Selection of reliable reference genes in eutopic and ectopic endometrium for quantitative expression studies.

PURPOSE: Physiological changes during menstrual cycle cause the endometrium and endometriosis to develop specific kind of tissues, especially in regard to the gene expression profiles, which may include also housekeeping genes, commonly used as reference genes (RGs) in quantitative studies. Reverse transcription, followed by quantitative polymerase chain reaction (RT-qPCR) is the most precise and commonly used method in gene expression studies. In order to reduce effects of technical approaches and biological variability of gene's expression level, the studies often employ RGs in experimental data normalization. However, the expression of RGs is not always stable and depends on several variables. Thus, the selection of appropriate RG is one of the most significant steps to obtain reliable results in RT-qPCR-based methods. MATERIAL AND METHODS: With the usage of RT-qPCR, we researched the expression of seven genes (ACTB, B2M, G6PD, GAPD, GUSB, HPRT and PPIA) as reliable reference genes in eutopic and ectopic endometrial tissue specimens obtained during standard surgery of women of reproductive age.

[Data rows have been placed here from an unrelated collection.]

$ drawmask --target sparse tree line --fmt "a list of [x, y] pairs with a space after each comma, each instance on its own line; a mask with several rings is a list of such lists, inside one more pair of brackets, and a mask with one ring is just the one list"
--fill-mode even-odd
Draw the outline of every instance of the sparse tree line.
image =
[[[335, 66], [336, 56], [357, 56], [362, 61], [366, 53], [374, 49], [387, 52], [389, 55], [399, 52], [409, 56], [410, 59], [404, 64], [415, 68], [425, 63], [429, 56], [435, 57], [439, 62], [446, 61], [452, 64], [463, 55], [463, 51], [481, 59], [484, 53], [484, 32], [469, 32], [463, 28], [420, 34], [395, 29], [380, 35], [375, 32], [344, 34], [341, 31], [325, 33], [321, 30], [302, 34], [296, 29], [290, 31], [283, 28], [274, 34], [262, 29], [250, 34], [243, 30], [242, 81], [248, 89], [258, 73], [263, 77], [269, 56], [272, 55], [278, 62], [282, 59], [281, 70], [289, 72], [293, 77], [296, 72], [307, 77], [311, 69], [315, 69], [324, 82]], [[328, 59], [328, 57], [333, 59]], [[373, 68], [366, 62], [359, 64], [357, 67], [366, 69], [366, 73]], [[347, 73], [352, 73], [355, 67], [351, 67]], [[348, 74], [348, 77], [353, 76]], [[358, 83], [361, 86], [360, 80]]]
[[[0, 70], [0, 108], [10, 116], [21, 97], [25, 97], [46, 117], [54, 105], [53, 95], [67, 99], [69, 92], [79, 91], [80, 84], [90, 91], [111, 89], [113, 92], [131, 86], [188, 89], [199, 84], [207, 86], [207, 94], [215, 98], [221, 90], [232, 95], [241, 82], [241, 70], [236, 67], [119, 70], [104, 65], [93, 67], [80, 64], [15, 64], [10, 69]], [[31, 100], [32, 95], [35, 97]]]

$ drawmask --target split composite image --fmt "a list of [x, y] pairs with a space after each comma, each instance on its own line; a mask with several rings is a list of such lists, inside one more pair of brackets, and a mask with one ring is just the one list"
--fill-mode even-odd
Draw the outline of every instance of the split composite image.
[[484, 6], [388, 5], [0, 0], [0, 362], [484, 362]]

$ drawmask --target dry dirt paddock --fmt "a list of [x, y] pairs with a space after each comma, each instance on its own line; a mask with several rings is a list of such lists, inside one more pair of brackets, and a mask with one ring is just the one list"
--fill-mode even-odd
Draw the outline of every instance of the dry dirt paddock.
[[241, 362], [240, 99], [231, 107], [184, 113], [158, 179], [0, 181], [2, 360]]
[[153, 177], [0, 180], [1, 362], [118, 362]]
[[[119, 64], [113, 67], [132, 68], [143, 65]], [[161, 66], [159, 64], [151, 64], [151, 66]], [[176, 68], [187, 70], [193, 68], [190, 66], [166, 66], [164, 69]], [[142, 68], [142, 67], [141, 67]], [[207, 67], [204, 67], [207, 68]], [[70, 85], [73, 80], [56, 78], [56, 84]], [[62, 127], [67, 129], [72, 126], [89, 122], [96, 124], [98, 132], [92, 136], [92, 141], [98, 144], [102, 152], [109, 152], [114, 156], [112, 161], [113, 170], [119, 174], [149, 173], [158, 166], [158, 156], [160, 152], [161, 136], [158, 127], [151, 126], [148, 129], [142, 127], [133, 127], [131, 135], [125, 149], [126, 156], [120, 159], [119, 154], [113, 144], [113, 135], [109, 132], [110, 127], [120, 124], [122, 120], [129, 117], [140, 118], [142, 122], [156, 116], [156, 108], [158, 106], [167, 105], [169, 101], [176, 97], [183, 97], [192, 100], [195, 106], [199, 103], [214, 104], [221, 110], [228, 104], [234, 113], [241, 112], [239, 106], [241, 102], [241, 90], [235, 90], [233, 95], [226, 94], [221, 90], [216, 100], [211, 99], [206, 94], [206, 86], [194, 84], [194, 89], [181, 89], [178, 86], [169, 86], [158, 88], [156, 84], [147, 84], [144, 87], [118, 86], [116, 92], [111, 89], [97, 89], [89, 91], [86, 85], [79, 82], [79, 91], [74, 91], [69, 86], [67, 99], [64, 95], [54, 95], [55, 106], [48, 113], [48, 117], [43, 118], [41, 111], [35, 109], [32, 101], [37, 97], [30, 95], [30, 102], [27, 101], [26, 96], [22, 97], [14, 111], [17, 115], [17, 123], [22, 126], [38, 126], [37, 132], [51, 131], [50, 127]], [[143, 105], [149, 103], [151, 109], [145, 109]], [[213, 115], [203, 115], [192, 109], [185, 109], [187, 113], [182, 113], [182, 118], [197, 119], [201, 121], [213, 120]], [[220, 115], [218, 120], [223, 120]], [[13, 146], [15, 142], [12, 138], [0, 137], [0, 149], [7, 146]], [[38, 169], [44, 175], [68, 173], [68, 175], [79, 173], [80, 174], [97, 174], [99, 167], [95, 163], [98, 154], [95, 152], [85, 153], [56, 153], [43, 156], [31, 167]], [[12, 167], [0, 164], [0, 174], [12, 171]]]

Stability of expression level was analyzed by the most universal MS Excel plug-ins including: geNorm, NormFinder and BestKeeper. The descriptive statistics were evaluated using Statistica software. RESULTS: The distribution of threshold (Ct) values was not equal. We identified genes with higher expression level (referring to Ct values) such as ACTB and B2M, medium e.g., GAPD and low expression level, e.g., G6PD and HPRT. We demonstrated that the stability of the analyzed reference genes was not homogenous, and different algorithms pointed to PPIA, GAPD and B2M as the most stable ones in eutopic and ectopic endometrium. On the contrary to these, GUSB and G6PD were the most unstable ones. CONCLUSIONS: In RT-qPCR-based analyses of gene expression level in eutopic and ectopic endometrium, we strongly recommend that a minimum of two reference genes are to be used and we determined that the most suitable seem to be PPIA and GAPD.